Sunday, June 2, 2013

Review: The Car Thief - Theodore Weesner

The Car Thief was a long boring read for me.   It is about Alex, a sixteen year old, who unfortunately has a bad habit of stealing cars and was sent to a detention home.    The beginning of the novel was very slow for me because it did not have much dialogue.  It just went along and when I thought it was going somewhere with the plot, it didn’t.   
Author Weesner gave very detailed descriptions of characters, objects, and locations.  However, I felt it was too descriptive at times because I found myself asking what does that have to do with this subject?   I had to redirect myself to focus and figure out what the author was trying to do.  
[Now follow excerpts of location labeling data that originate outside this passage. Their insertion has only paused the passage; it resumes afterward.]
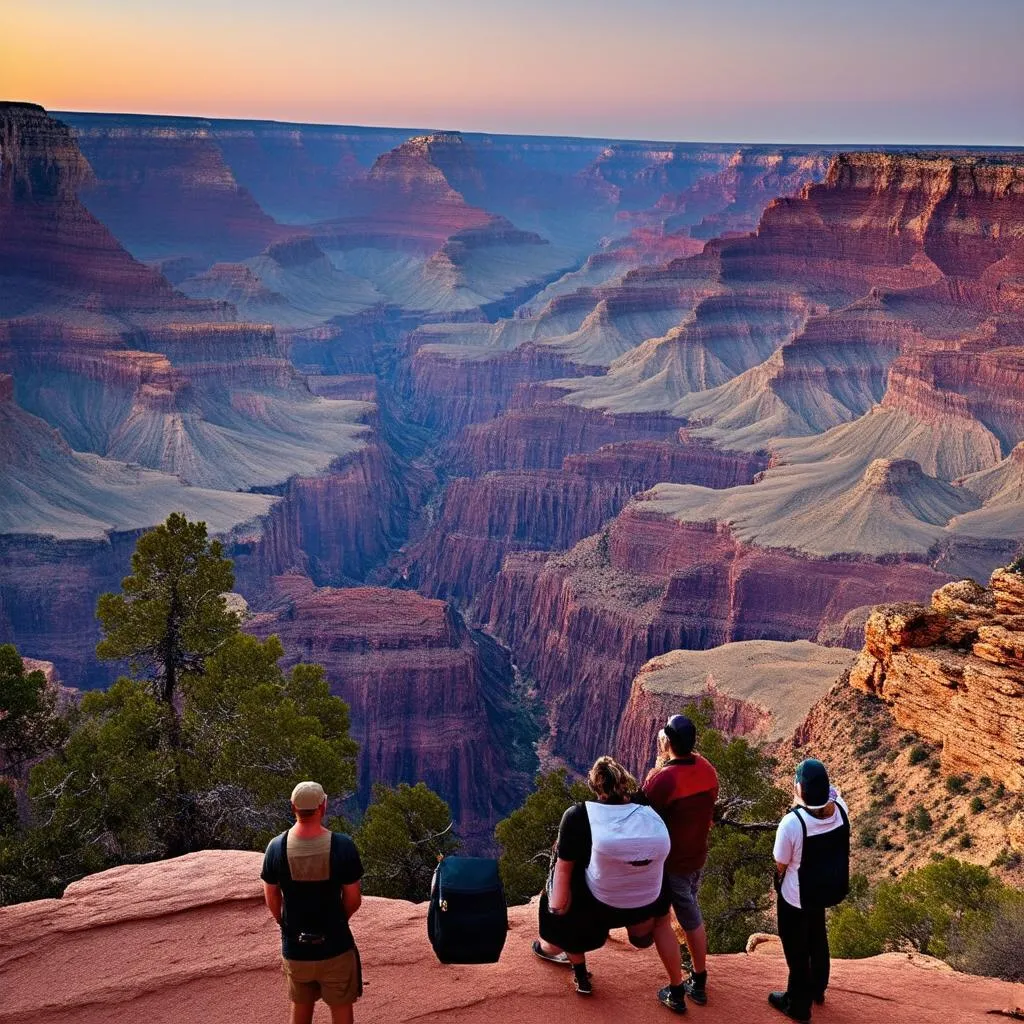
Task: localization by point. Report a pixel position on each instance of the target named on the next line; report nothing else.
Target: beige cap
(308, 796)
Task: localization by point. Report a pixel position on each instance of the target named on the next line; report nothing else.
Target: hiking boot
(780, 1000)
(674, 998)
(560, 958)
(581, 979)
(696, 987)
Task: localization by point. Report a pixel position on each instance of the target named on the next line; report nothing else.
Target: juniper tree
(404, 832)
(29, 720)
(170, 614)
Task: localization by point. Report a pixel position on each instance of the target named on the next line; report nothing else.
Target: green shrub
(869, 742)
(956, 784)
(868, 837)
(920, 818)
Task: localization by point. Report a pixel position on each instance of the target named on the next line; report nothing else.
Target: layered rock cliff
(953, 673)
(528, 508)
(49, 242)
(165, 190)
(203, 943)
(430, 700)
(583, 624)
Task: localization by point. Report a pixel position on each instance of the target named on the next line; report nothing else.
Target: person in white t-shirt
(609, 872)
(812, 864)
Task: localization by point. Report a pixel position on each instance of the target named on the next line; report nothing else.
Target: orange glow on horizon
(528, 69)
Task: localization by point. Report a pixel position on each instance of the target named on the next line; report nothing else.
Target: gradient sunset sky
(911, 72)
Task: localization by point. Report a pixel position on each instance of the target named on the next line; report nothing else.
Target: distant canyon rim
(483, 418)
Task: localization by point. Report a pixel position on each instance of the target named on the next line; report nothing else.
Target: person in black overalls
(311, 887)
(812, 861)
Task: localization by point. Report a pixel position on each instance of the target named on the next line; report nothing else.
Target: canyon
(479, 418)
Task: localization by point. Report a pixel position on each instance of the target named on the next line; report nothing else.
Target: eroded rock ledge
(953, 672)
(189, 940)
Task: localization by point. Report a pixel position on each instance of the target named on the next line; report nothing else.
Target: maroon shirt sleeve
(657, 787)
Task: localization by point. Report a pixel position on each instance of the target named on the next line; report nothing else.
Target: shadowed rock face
(429, 699)
(203, 944)
(48, 240)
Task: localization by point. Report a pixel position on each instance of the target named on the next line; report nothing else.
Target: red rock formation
(953, 672)
(47, 239)
(450, 391)
(583, 624)
(429, 699)
(482, 519)
(891, 220)
(203, 944)
(762, 689)
(164, 189)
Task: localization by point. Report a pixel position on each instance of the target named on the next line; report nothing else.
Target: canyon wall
(583, 624)
(953, 673)
(430, 700)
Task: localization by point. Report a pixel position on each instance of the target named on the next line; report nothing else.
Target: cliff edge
(189, 940)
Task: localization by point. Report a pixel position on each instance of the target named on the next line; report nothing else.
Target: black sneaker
(582, 981)
(677, 1004)
(697, 991)
(780, 1000)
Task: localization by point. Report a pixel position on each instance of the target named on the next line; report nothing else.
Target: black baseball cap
(682, 733)
(812, 776)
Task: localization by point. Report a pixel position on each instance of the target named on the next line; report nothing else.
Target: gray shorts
(683, 891)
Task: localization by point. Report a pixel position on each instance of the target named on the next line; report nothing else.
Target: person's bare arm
(271, 896)
(351, 898)
(560, 889)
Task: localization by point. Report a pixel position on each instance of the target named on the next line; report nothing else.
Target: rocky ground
(190, 940)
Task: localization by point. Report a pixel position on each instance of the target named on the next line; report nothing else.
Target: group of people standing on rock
(634, 852)
(624, 859)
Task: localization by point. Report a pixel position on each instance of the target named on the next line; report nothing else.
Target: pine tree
(171, 614)
(29, 720)
(404, 833)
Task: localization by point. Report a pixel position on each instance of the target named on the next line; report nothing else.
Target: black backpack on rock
(467, 921)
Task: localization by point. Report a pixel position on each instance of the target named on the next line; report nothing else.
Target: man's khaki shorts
(336, 981)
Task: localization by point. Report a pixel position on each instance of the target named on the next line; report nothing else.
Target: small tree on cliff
(249, 731)
(29, 720)
(957, 911)
(171, 614)
(404, 833)
(527, 835)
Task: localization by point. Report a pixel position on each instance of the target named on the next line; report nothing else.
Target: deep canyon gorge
(513, 434)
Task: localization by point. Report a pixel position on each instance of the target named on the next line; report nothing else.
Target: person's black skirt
(582, 929)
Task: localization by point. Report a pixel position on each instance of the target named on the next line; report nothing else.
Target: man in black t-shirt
(311, 887)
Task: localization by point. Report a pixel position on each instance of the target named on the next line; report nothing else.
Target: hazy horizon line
(428, 129)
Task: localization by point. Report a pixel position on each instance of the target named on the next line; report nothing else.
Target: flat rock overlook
(610, 423)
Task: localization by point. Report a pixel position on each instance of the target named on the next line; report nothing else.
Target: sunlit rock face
(953, 672)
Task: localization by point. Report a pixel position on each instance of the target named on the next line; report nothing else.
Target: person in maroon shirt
(683, 788)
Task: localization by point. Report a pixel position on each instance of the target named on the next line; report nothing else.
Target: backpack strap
(286, 871)
(800, 817)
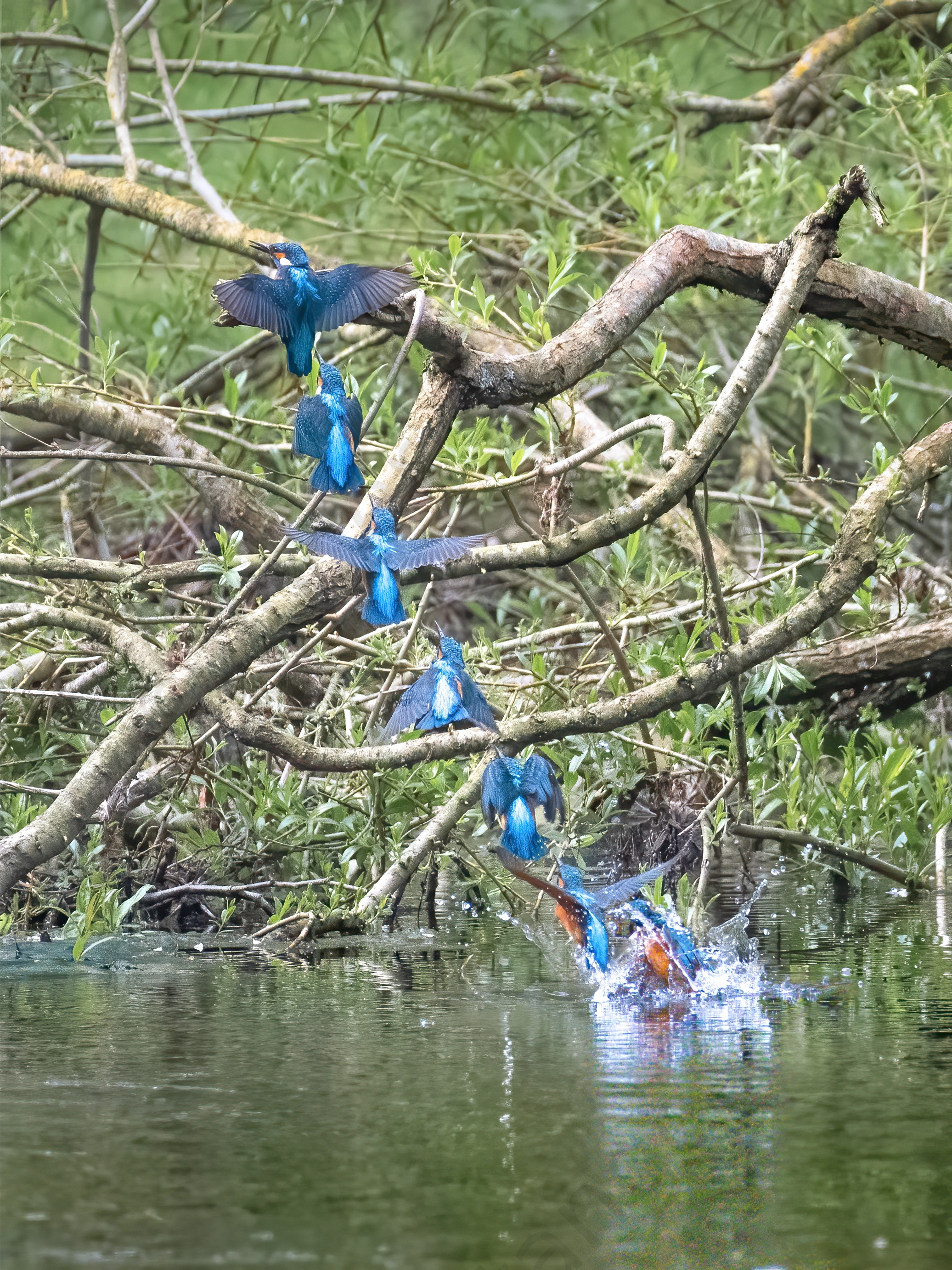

I am baffled at how it can be “one of the great coming of age novels in the twentieth century.”  It was more of a self-help or inner soul searching novel.  I did appreciate and enjoyed the way Author Wessman displayed the relationships between Alex and his father and Alex and his brother.    The relationship with his father was very strained and painful.  I really sympathized with Alex.   Alex is conflicted with loving his father because he is also embarrassed by his father’s drinking and feels pity for his father.  Alex is also concerned with his little brother.  
When I finally reached the end and the best part of the novel, I found myself being a cheerleader for Alex.  Although he still made minor mistakes, his outlook on life had changed.  He was excited about his future and the way he planned to accomplish his goals was encouraging.